This repository contains the source code for the paper:
Brack A., Hoppe A., Ewerth R. (2021) Citation Recommendation for Research Papers via Knowledge Graphs, TPDL 2021 (accepted for publication). Preprint: https://arxiv.org/abs/2106.05633
Python 3.6 required. Install the requirements with:
- pip install requirements.txt
The evaluation KG is based on the STM-KG provided in the following repository: https://github.com/arthurbra/stm-coref We use the in-domain KG ('data/stm_silver_kg_in_domain_with_corefs.jsonl') and cross-domain KG ('data/stm_silver_kg_cross_domain_with_corefs.jsonl') for evaluation.
The file 'data/documents_citations.jsonl' contains the citations and the file 'data/abstracts_specter.json' contains the abstracts for each paper in the STM-KG.

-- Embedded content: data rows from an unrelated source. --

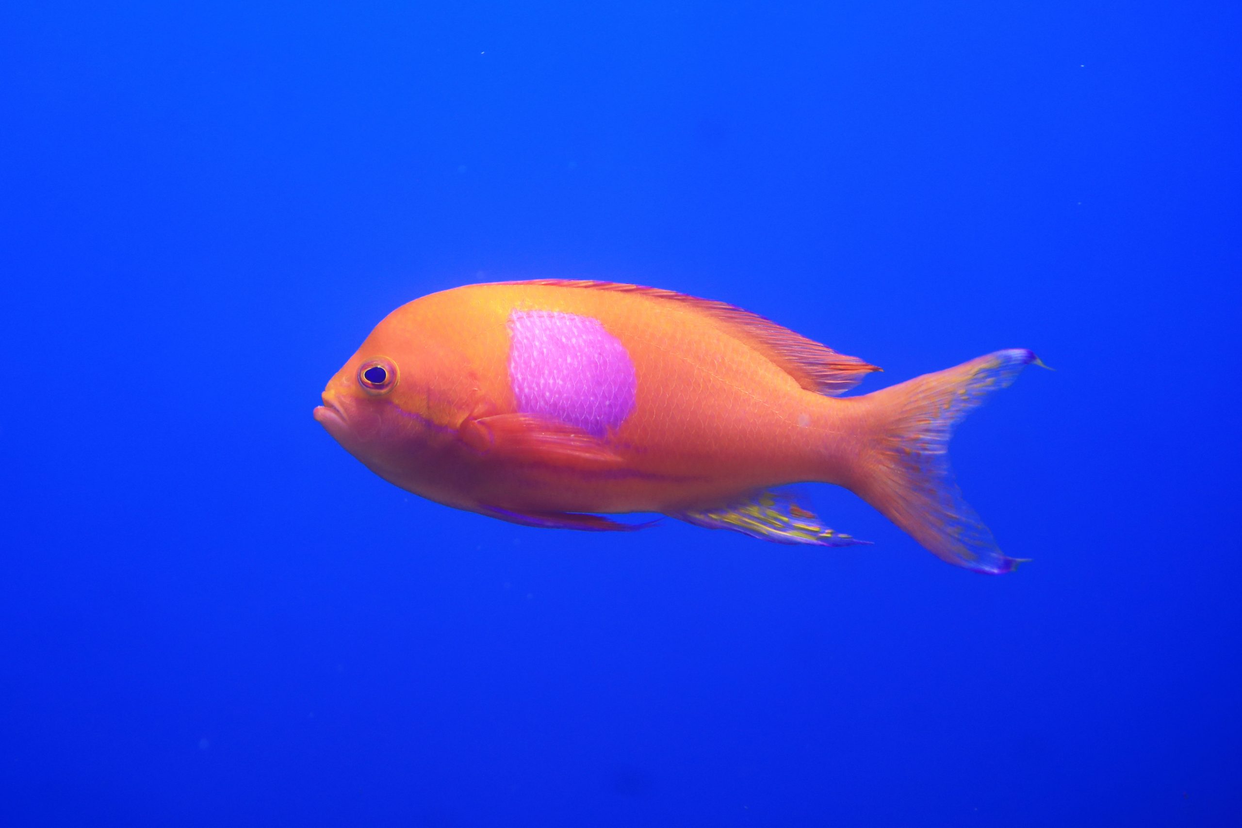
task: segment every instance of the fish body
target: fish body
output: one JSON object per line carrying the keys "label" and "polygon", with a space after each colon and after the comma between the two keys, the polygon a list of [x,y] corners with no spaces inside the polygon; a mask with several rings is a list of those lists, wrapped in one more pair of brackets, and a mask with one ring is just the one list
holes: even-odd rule
{"label": "fish body", "polygon": [[661,513],[857,542],[780,492],[823,482],[954,564],[1007,571],[944,443],[1033,359],[999,351],[840,397],[878,369],[724,303],[604,282],[477,284],[392,312],[315,417],[391,483],[515,523],[632,529],[601,515]]}

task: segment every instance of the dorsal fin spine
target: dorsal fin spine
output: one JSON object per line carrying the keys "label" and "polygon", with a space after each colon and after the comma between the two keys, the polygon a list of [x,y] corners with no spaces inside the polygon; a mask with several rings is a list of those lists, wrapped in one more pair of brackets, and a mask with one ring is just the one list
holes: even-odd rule
{"label": "dorsal fin spine", "polygon": [[699,299],[674,290],[620,282],[530,279],[493,284],[611,290],[683,304],[720,323],[725,333],[763,354],[804,389],[826,396],[845,394],[871,371],[881,370],[857,356],[840,354],[756,313],[714,299]]}

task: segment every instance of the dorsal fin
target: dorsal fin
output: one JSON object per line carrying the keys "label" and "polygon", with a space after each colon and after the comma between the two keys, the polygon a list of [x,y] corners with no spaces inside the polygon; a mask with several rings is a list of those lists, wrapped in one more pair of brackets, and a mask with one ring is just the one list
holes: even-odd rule
{"label": "dorsal fin", "polygon": [[724,302],[699,299],[674,290],[646,288],[617,282],[586,282],[573,279],[532,279],[528,282],[499,282],[498,284],[530,284],[556,288],[582,288],[631,293],[656,302],[678,303],[688,309],[710,317],[720,329],[738,341],[755,349],[782,371],[792,376],[807,391],[826,396],[845,394],[862,381],[871,371],[881,369],[857,356],[838,354],[827,345],[782,328],[756,313],[735,308]]}

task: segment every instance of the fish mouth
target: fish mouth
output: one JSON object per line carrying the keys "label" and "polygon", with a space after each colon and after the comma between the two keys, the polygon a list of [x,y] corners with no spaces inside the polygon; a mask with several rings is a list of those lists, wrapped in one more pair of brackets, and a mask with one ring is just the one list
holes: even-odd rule
{"label": "fish mouth", "polygon": [[320,426],[327,428],[332,426],[344,426],[345,425],[345,412],[340,410],[335,400],[332,400],[327,394],[323,395],[323,405],[315,406],[314,418]]}

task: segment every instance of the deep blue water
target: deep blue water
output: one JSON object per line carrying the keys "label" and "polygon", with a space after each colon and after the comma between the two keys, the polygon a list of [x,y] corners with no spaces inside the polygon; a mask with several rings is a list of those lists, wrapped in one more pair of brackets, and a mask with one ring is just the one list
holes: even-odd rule
{"label": "deep blue water", "polygon": [[[106,7],[111,6],[111,7]],[[1226,2],[0,10],[0,824],[1237,826]],[[312,420],[396,305],[638,282],[882,365],[1011,555],[524,529]]]}

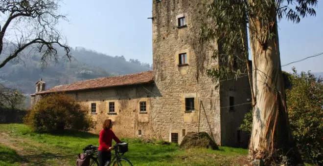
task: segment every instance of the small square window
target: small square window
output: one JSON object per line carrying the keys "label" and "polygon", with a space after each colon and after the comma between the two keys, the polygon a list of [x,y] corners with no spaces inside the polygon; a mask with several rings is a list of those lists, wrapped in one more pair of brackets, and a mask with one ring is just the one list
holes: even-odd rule
{"label": "small square window", "polygon": [[140,111],[146,112],[146,102],[140,102]]}
{"label": "small square window", "polygon": [[230,96],[230,110],[234,111],[234,97],[233,96]]}
{"label": "small square window", "polygon": [[96,103],[91,103],[91,113],[96,113]]}
{"label": "small square window", "polygon": [[185,17],[178,18],[178,27],[184,26],[185,25],[186,25]]}
{"label": "small square window", "polygon": [[234,70],[238,69],[238,59],[236,56],[233,58],[233,67]]}
{"label": "small square window", "polygon": [[194,98],[185,99],[185,110],[186,111],[193,111],[195,110],[194,105]]}
{"label": "small square window", "polygon": [[237,130],[237,141],[238,143],[241,142],[241,131],[240,130]]}
{"label": "small square window", "polygon": [[178,144],[178,133],[171,133],[172,143]]}
{"label": "small square window", "polygon": [[186,53],[179,54],[178,60],[179,65],[187,64],[187,58]]}
{"label": "small square window", "polygon": [[109,103],[109,112],[115,112],[115,102]]}

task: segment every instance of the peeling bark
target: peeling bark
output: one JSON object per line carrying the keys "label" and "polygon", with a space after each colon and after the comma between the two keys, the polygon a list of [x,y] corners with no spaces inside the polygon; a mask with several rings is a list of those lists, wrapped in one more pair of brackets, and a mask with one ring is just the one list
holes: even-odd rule
{"label": "peeling bark", "polygon": [[[289,126],[277,21],[273,20],[275,23],[267,27],[257,19],[251,19],[250,23],[253,88],[256,102],[253,110],[249,157],[263,160],[267,165],[281,161],[280,155],[282,155],[297,165],[302,162]],[[268,31],[275,35],[270,37]]]}

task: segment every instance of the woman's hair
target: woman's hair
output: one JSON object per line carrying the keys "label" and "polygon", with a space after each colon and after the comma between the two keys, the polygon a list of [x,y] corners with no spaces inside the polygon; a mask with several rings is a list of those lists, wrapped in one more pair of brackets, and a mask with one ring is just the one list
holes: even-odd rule
{"label": "woman's hair", "polygon": [[109,129],[112,123],[112,121],[111,121],[111,119],[107,119],[104,121],[104,123],[103,123],[103,128]]}

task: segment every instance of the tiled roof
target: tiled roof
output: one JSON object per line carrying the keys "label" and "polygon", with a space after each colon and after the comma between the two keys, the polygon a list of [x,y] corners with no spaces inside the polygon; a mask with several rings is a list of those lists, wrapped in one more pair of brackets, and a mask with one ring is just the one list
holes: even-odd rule
{"label": "tiled roof", "polygon": [[147,71],[139,73],[103,77],[58,85],[48,90],[36,93],[36,94],[130,85],[151,83],[153,82],[153,71]]}

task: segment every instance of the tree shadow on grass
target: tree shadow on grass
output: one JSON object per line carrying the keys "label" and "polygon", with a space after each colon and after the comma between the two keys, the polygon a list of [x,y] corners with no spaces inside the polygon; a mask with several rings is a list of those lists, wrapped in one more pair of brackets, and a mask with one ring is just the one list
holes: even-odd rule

The file 'data/abstracts_specter_embeddings.json' contains the SPECTER embeddings for each abstract. The embeddings can be recreated with the SPECTER library (see also 'embed_specter.py'): https://github.com/allenai/specter
The file 'data/abstracts_embeddings_average_word_embeddings_glove.840B.300d.jsonl' contains GloVe embeddings and the file 'data/abstracts_embeddings_allenai_scibert_scivocab_uncased.jsonl' SciBERT embeddings (averaged). These embeddings can recreated with the sentence transformers library (see also 'embed_sentence_transformers.py'): https://github.com/UKPLab/sentence-transformers
To build the citation graph and perform the ranking, run the script 'evaluate_citation_recommendation_ranking.py'. Check the TODO statements to vary the evaluation (e.g. to change the KG).